I think this is easy to explain, and the difficulty probably comes from a basic misunderstanding - possibly the authors you quote have not explained their point clearly.

The Zone System, devised by Ansel Adams in the 1930s, is basically sensitometry without the maths. In fact it is so averse to using numbers and calculations that it numbers the zones with roman numerals I to IX. (Sometimes 0 to IX with 0 as pure black - but the Romans didn't have a 0 so that's a bit crook ;) )

Now, most explanations that I have read of the Zone system (including Adams' own work), start with the fact that on paper (that is, in a print), the reflectance can go from pure white to pure black. To introduce numbers, that is from 0% to 100%. In fact, to see any shadow detail at all you need a percent or so of reflectance, and usually you are lucky to get 100% white. So the paper print has a brightness range of 2% to 90% or 45:1.

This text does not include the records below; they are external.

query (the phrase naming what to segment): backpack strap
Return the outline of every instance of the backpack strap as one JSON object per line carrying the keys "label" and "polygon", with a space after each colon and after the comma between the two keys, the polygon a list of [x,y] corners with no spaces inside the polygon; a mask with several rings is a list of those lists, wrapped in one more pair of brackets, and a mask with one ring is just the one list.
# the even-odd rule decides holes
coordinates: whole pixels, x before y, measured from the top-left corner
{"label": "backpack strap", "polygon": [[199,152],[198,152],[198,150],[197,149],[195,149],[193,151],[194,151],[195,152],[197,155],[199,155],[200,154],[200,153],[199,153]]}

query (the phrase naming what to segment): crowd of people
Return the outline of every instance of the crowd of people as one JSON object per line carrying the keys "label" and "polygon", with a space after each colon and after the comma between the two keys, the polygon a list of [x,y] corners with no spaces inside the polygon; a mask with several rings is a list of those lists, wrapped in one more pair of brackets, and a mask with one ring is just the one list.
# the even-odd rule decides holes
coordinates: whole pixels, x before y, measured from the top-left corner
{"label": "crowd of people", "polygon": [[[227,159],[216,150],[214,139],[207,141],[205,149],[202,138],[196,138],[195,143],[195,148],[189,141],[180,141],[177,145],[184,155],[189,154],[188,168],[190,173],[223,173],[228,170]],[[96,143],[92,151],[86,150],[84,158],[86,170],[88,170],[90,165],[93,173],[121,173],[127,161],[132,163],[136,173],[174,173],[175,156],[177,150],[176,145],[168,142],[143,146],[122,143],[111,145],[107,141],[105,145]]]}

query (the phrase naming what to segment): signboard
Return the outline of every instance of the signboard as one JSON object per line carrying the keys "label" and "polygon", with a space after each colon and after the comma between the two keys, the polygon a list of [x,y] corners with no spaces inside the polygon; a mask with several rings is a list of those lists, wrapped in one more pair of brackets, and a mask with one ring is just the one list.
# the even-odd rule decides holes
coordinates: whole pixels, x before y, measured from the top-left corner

This range of tones in the print is used to represent the full range of tones that are in the original scene - which, because of the variation in light and shade, is far greater than 45:1. As John has pointed out, Kodak researchers decided that an average exterior might be 160:1. Perhaps they never left Rochester: it's usually a lot more here B) . I guess 8 or 9 stops (between 256 and 512 to 1) is a good range - and that gives you, of course, the 9 zones at a stop each. (It can get a lot more, especially if you are setting up tests to compare film and digital cameras :rolleyes: )

The skill of the emulsion maker, the photographer, and the lab or the darkroom printer, lies in fitting the 9 stops into 5 or so. That is where the characteristic curves come in, and the gamma of the mid-range combined with the extent of the toe and shoulder. Mid-range contrast may be compressed to accomodate more highlight and shadow detail, or expanded at the expense of shadows or highlights. But invariably there is a creative compromise.

In fact I just found almost exactly the same explanation at http://www.luminous-...ne_system.shtml, as follows:

In a scene ? in the field ? each zone represents a doubling or halving of the luminance ? the light reflected from the subject ? or equivalently, a difference of one f-stop. The eight steps between the nine zones in the chart (1-9) represent a luminance range of 256 (28). On paper surfaces, this difference is considerably compressed. On good photographic paper, pure white is about 90% reflectance and pure black is about 2% reflectance. The maximum tonal range is around 45, equivalent to about 5.5 zones (log245). Reflectance differences between zones are less than a factor of two. The difference between zones at the ends of the scale (1 and 2 or 8 and 9) is much less than between zones in the middle (4, 5, and 6).


Values will be different again for cinematography, as it's possible to have a wider range of brightnesses on a screen than it is on a paper print.